Benefits and drawbacks of SIMPLE IRAs


  • As soon as they begin saving, employees become fully vested, so any employer contributions are theirs right away.
  • Employees can successfully contribute with pre-tax income to their SIMPLE IRAs even though they cannot deduct their contributions on their tax returns because the contributions are not considered income.
  • Tax-deferred growth of earnings is possible up until withdrawal.
  • 401(k) establishment fees are lower, and administrative administration requirements are less.


  • For SIMPLE IRAs, there isn’t a Roth option that enables employers and employees to take tax-free distributions in retirement.
  • You can still make contributions to other retirement plans on your own or through a second job, even though SIMPLE IRA contribution caps are lower than those for 401(k) plans.
  • If the distribution is made within the first two years of your membership in the plan, you will be subject to a 25 percent penalty; if it is made after that, you will be subject to a 10 percent penalty. In the meanwhile, the absolute maximum penalty for early withdrawals from 401(k) plans is 10%.
  • On SIMPLE IRAs, loans are not offered.
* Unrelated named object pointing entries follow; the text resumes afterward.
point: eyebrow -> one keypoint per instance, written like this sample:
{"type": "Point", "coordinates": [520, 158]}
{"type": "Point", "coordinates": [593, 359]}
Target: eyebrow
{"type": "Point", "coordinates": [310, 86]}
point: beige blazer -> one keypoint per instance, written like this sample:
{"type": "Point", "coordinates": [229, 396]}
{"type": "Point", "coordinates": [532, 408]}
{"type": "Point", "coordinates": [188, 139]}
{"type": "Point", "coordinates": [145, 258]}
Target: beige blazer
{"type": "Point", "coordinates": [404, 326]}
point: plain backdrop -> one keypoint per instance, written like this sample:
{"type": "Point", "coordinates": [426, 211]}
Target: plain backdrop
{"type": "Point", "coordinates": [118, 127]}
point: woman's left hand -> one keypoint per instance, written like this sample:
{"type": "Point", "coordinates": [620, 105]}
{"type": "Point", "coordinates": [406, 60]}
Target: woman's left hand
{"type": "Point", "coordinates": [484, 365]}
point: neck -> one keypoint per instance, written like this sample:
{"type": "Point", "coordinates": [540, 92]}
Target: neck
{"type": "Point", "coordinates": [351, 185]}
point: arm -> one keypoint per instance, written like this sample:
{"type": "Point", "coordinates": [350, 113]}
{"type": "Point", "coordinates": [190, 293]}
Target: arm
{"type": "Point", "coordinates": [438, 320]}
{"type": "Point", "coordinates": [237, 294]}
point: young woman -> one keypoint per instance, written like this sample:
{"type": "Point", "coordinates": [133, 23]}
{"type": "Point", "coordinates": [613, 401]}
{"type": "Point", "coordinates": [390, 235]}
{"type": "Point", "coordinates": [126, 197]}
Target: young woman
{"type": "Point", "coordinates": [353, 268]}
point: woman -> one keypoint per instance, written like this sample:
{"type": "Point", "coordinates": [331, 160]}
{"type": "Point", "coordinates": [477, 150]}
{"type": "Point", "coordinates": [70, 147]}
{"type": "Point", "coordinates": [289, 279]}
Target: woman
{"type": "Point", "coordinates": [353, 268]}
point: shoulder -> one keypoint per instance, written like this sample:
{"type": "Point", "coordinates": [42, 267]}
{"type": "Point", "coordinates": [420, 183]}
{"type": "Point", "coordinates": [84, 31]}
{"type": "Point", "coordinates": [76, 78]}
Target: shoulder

401(k) versus SIMPLE IRA (k)

Although both 401(k) plans and SIMPLE IRAs are beneficial for retirement savings, there are some significant variations between the two plans. While 401(k) plans can be formed at any workplace with one or more employees, SIMPLE IRAs are specific to small businesses and can only be used by employers with 100 or fewer employees.

In contrast to SIMPLE IRAs, 401(k) plans do not require employer contributions. Additionally, 401(k) plans have higher contribution caps than SIMPLE IRAs do.

401(k) plans have higher costs and more administrative work, whereas a SIMPLE IRA has no annual tax filing requirement and relatively cheap costs. A 401(k) plan’s investment options are also more constrained and are decided by the employer and a plan administrator.

The possibility of a Roth option in 401(k) plans, which enables pre-tax contributions and tax-free withdrawals during retirement, is a significant benefit.

To sum up

With less difficulty and price than a normal 401(k) plan, a SIMPLE IRA is a fantastic alternative for a small business to set up a retirement plan for its employees. Employees can take advantage of the tax savings and matching benefits of the plan.

A SEP IRA and a solo 401(k), both of which can allow for higher contribution limits, are other appealing alternatives available to small businesses, so it’s vital to research which one is best for your circumstances.